Voting: Exciting, Right?


“Hear ye, hear ye!  The polls in Hart County are officially open!”


            7:01 a.m., November 6, 2012, a sheriff’s deputy opened the polls and waved the line of voters into the voting room.  Finally – the moment I’d been waiting for – Election Day!


            We – Sparky, Meredith, and I – arrived at our polling place (the Hart County Recreation Department) at 6:40 in full dark.  A local church group was setting up coffee and donuts under a pavilion.  There were a few cars in the parking lot.  Two women wearing reflective vests were setting orange cones near the driveway.  A cold rain was falling, and a cold wind was blowing.  I was prepared to wait outside – carrying umbrella, mittens, scarf – and hoping for a long line, a long wait, some controversy, maybe a little chanting – something exciting to mark this historic election.
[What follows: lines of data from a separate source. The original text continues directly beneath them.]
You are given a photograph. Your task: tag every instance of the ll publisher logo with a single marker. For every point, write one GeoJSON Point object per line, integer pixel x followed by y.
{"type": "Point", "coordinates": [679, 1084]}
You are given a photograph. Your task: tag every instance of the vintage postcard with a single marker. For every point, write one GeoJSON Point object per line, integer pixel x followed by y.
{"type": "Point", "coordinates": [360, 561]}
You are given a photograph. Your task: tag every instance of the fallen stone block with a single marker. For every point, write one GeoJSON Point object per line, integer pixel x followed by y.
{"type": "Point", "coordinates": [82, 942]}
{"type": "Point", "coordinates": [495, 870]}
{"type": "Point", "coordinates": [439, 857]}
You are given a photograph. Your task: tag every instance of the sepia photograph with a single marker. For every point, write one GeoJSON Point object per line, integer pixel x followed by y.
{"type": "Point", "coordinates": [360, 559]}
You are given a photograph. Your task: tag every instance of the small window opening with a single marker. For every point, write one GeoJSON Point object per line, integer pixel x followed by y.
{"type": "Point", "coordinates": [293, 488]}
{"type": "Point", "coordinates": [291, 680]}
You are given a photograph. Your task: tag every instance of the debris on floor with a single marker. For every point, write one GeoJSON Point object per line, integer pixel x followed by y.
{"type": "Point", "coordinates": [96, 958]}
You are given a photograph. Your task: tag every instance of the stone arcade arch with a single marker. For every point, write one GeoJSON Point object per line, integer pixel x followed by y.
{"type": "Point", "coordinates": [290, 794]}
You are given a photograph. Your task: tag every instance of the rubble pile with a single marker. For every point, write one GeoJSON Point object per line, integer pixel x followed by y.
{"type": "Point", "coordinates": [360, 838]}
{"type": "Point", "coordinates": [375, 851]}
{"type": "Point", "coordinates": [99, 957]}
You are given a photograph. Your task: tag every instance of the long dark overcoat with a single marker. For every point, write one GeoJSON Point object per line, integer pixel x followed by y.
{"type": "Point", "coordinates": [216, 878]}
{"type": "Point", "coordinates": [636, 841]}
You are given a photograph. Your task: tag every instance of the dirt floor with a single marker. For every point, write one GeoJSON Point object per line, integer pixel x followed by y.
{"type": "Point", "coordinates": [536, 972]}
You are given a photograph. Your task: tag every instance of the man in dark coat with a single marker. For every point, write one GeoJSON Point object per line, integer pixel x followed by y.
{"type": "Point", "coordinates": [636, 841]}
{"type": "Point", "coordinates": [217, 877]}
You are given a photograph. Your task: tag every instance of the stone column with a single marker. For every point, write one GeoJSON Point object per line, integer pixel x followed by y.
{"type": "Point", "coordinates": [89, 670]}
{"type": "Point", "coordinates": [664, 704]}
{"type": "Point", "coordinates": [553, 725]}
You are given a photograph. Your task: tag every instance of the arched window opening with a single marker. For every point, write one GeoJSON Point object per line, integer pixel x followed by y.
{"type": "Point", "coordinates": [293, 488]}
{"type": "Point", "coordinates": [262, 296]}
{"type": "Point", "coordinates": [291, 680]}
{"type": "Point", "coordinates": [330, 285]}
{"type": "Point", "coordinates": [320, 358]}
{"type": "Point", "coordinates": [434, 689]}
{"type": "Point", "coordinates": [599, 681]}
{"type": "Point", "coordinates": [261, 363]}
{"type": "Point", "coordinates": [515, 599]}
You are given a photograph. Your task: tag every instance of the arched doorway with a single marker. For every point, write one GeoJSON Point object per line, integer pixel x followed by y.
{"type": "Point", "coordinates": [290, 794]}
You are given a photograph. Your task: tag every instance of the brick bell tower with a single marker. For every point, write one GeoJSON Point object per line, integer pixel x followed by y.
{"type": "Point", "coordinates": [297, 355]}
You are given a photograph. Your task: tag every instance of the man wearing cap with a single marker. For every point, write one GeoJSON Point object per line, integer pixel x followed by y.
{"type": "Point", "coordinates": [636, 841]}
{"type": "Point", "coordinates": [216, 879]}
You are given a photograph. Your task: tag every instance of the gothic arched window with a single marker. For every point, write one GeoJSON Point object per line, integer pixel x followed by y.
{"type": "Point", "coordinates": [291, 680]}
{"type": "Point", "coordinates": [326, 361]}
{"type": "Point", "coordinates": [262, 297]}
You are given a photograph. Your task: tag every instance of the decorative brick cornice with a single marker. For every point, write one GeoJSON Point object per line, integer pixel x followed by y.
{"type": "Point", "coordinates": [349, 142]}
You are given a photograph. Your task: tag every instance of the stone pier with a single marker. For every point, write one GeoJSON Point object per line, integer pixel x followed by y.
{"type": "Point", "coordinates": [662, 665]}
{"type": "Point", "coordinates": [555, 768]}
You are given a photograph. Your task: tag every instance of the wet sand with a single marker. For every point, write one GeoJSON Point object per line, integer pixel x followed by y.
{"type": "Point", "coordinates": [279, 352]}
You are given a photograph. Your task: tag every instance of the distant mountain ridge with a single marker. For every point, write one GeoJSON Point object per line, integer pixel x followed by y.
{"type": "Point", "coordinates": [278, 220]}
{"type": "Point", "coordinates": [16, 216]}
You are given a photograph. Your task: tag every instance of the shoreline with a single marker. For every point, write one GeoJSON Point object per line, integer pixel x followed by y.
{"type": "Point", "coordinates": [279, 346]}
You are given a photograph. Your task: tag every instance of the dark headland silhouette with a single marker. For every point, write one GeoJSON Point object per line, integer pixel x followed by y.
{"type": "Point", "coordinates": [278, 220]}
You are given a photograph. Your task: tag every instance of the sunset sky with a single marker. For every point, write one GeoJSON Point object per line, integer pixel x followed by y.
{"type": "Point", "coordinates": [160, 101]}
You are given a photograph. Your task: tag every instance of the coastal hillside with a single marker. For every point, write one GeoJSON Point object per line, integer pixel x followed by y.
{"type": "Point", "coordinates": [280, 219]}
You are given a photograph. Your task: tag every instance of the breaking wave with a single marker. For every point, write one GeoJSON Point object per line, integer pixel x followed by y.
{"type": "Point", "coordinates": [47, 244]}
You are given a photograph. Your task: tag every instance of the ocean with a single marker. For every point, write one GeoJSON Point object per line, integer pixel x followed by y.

            But, luckily, though somewhat anticlimactically, we joined the short line inside.  We were 6th or 7th in line.  One at a time, others pushed in, and soon the line was folding back on itself.  I heard one woman say, “What are we doing here so early on a cold, rainy morning?”  I answered, mostly under my breath, “We’re here to control our destiny.”  


            I said, a little more loudly, “Sparky, how cool would it be to be the first one in line?!”  He just rolled his eyes.  We waited.  I fought the impulse to do little jumps and clap my hands with excitement.


            I said, “This is exciting, right?” 


            The deputy’s announcement brought tears to my eyes.


            I’ve been excited about Election Day since last week.  Actually, I’ve been excited about Election Day all my life.  I voted for Jimmy Carter in my first presidential election – I was 20 years old – and I’ve voted in every presidential election, and most of the local ones, since then. 


             My parents didn’t take my sisters and me to vote on Election Day as I was growing up, but in our town of Trumansburg, fondly called Tremendousburg by its citizens, I watched my parents help found a third party, and I watched volunteer firefighters, school bus drivers, teachers, doctors, professors, construction workers, housewives, and others gather at the firehouse to make calls to potential voters and to give rides to people who didn’t have a way to get to the polls. 


            Because we’re Americans, and we vote.  I became a Voter.


            Exciting, right?


Sparky and I made sure our daughters would grow up to become Voters.  We didn’t make it to any Election Day Pancake Breakfasts, but we usually took them to the Methodist Church for the Election Day Spaghetti Supper that the Boy Scouts served.


            We always took them with us to vote – not just to the polling place, but right into the voting booth.  We helped them pull the lever to close the curtain, read the ballot to them, and lifted them up so they could push the levers.  Even in the limbo of too old to be in the booth but too young to vote, they went with us.  The poll workers made sure each girl had an “I Voted” sticker, and they wore them with pride.


            My daughters are grown now.  Elaine takes her own children into the voting booth with her.  Anna votes.  Sparky and I dragged Meredith with us this morning after her 12-hour factory shift, and she voted.


The curtains and levers at the polling place are gone; we vote electronically now, but I’m just as emotional touching the screen and watching big green Xs appear next to my choices as I was hearing the click of the levers as my daughters cast my votes.


            This morning I stood by myself in front of my voting machine, my finger hovering over the CAST VOTE button, and tears came to my eyes again.  Voting for president is a big deal, an awesome responsibility.  I hit the button, and it was done.  Sparky, Meredith, and I met at the exit to go have Election Day Breakfast. 


            I said, “So, Mer, how was it?  Exciting, right?”


            She said, “Dad, can I have your sticker?  I can’t find mine.”